I encountered many barriers and challenges today in counseling patients with HIV/AIDS.
For one, most are aware of their HIV status. It is not uncommon to ask someone "are you HIV positive or negative," nor is it considered impolite. People often go with their parents or other elders in their family to get tested. The flipside to this transparency-laden coin is that cliques form based on HIV status. The positives do not associate with the negatives, sort of like a class struggle found in most areas. Once a colleague, friend, or neighbor finds out that Suzy has HIV, they inform Suzy's employer. If Suzy has children, teachers are told. The children are removed from school until parents can prove that they are not positive as well. Employers (illegally) fire affected individuals.
It's easy to realize that this wreaks psychological havoc on people's lives, and creates a void that counseling can help occupy. The children I encountered were particularly emotionally bruised. It was important to convince them to still go to school and stay with their education.

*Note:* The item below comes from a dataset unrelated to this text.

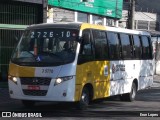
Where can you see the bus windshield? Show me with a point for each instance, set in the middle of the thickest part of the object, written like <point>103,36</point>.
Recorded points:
<point>46,47</point>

Many individuals, once they are tested positive for HIV, do not ever come back to the clinic. They think that no one will look at them, and consider themselves banished form society. Antiretrovirals (ARVs) do not help if they are sitting unused on the shelf, and I realized it is important to follow-up with patients who had not come back since their diagnosis and make them cognizant of the resources that are available. This proved to be difficult work. We had only the name and last known address, so much detective work had to be done. After asking around and finding the patient, it was even more difficult to convince them to seek help.
As people found out that someone from the US was visiting, they flocked to where I was trying to find the AWOL Ushirika patient. This is when I learned that even though ARVs were given to those who needed the medication, food was out of stock. MSF Belgium provides much of the food to this area, but it is often stolen by corrupt managers and sold in black markets. The amount of corruption continues to astound me--I saw a truck marked "donations from the british people" unload a stack of books at a drop-off point. A day later, these books were on sale by a street vendor. Few things infuriate me more than stealing from the sick and hungry, and I was disappointed to have seen this side of Kibera.
Without food, the ARVs do more harm than good and actually shorten one's lifespan compared to if one had not been taking any medication. People stop taking the medication because they do not have food, and you can assume the downward spiral in health this ultimately creates. Instead of donating food, I hope a wealthy individual can purchase large amounts of land outside of the city limits, employ the people of Kibera to tend to it, and use the food to feed people taking ARVs. Many ideas have been tried to remedy the situation, but corruption ultimately outdoes people's goodwill. Seeing people laden with disease unable to take medication because they're also starving has a profound impact on my overall mentality.